次回更新*「暇を持て余す妖精たちの」第5話…2024年上旬予定。

110話までの内容で書籍作成予定。編集作業中。(2023年5月~)

47.踏み出す一歩

 リアスさんに案内されながら、先程の客間へと戻ります。

 扉側に背を向けてソファに腰かけた黒髪の人影と、片足をぶらつかせてその背もたれの後ろから身を乗り出しているネビュラがいました。ネビュラは私たちに気が付くと、振り向きながら少女の肩をポンポンと笑顔で叩きます。

「ほらメアリー、来たよ」

 バッと立ち上がって長髪をなびかせながらこちらへ振り返ったその少女の顔立ちは、ネビュラと瓜二つでした。首回りが大きくすっきりと開いた薄手のブラウスの胸元で、パウダーブルーのつややかなリボンがひらりと揺れます。編み込まれたラメが控えめに輝いていました。

「あっ、ええと、その……こ、こんにちは」

「……ああ」

「………」

 二人が一言だけ挨拶を交わします。彼女もキラもぎこちなく、互いに目線を合わせません。華奢な彼女の姿がより一層儚く切なげに見えました。
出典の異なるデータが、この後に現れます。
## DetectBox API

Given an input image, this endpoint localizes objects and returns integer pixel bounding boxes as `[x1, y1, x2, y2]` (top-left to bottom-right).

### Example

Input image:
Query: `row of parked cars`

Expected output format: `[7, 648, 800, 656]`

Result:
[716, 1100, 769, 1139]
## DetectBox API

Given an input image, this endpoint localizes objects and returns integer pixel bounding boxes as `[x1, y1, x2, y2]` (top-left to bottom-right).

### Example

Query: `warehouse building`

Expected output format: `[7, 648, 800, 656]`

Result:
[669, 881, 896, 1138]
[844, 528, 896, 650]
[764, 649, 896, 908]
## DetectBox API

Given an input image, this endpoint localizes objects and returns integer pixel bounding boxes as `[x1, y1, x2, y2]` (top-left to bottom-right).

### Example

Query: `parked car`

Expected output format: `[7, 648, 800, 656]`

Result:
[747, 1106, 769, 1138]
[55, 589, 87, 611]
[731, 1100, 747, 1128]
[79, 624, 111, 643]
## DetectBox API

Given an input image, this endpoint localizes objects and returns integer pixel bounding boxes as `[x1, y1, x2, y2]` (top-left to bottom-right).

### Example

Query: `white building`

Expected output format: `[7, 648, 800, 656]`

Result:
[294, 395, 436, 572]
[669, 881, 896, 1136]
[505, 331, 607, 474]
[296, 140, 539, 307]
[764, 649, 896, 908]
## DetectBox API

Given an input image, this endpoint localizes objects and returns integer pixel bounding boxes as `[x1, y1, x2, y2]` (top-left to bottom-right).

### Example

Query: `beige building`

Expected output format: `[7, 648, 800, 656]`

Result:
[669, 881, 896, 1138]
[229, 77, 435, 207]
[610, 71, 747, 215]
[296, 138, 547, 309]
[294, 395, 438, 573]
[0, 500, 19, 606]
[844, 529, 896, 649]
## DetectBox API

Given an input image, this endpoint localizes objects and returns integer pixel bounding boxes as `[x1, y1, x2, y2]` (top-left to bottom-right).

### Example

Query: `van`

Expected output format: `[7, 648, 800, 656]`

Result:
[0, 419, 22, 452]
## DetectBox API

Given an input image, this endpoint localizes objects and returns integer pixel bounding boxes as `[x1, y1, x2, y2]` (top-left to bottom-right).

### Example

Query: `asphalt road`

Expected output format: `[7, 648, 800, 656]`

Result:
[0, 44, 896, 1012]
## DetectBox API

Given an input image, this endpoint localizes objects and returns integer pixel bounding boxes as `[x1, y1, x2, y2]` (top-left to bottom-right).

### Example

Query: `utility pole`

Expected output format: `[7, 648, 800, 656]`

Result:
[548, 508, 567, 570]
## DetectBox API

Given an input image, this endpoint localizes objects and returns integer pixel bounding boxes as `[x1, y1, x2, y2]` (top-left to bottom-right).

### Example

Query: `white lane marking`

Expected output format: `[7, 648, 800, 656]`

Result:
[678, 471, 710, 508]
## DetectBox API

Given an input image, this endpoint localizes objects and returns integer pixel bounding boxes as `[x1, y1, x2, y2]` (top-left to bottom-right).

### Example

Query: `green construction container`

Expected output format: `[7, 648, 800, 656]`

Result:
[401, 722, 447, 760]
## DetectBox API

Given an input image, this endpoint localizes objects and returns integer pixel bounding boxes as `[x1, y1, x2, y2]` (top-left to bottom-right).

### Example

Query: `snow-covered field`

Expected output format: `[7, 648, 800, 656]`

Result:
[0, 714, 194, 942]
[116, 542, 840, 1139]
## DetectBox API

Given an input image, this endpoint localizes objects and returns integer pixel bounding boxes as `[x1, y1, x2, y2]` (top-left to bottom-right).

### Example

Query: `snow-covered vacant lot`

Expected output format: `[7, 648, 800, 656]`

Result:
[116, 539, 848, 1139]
 ソファを回り込みネビュラの隣に並ぶと、私の方を向いてにわかに顔を赤く染めたままはにかみます。

「リアスとネビュラから、伺っています。貴女がルミナさんですよね。初めまして、メアリーといいます」

 両手を体の前で恭しく揃えて深々お辞儀するメアリーに、慌てて私もぱたぱたと背筋を伸ばして頭を下げました。

「ああ、そんなに畏まらないで。楽にしてください。同い年なのですから、普通に接していただいて、大丈夫です」

「は、はい。じゃなくって……うん」

 メアリーが柔らかく微笑みます。雰囲気や言い方は大きく違っているけれど、姉妹揃って同じことを言うんだなぁ、と心の中で呟きました。

「アタシみたいに呼び捨てしちゃっていいからね」

「ええ。そうしてください」

「メアリーが堅っ苦しくて暗いのは変えられないから、慣れて」

「も、もう、ネビュラっ」

 二人の顔つきや背丈、髪の長さはそっくりでしたが、会話の様子を見ていると、似ていないところも沢山あることがわかりました。目つきも、笑い方も、性格も、口調も、喋る速さも、服装もまるで対照的で、双子とは言うけれど異なる点も多いようです。

 少なくともこうして話している限りは、区別がつかなくなるような心配はなさそうで安心しました。

「んじゃ、顔合わせも済んだことだしアタシはあっちで遊んでるわね。ルミナも来ない?」

「ま、待って!」

 私とキラの脇をひらりと抜けて部屋を出ようとしたネビュラのことを、メアリーが悲痛な声を上げて引き留めます。驚いてそちらに目をやると、メアリーは両手を握り合わせて懇願するようなポーズでうろたえていました。

「一緒に聞いてくれるんじゃないの……?」

「イヤ。つまんなさそうだもん」

 ネビュラは取り付く島もなく、きっぱり言い切ってしまいます。

「じゃ、じゃあせめてルミナさんはここにいてくれませんか?」

「えっ、でも……私は興味本位でついてきただけというか……」

 すがるような目で見つめられて、私は咄嗟にキラの方へ視線を逃がしてしまいました。

 ここまで来ておいて何を今更、と思われるかもしれませんけれど、二人の話を部外者の私が聞いていいのか、というためらいがありました。キラも私がいては話しにくくないだろうか、という懸念もありました。

「キラ、私邪魔じゃないかな?」

「そんなことはっ」

「お願いします!」

 そんな私の思いをよそに、双方向から強く言われてたじろぎます。とても断れず承諾すると、メアリーは本当に安堵したらしく深く息を吐き、キラはシャツの襟で口元を隠すように汗を拭いました。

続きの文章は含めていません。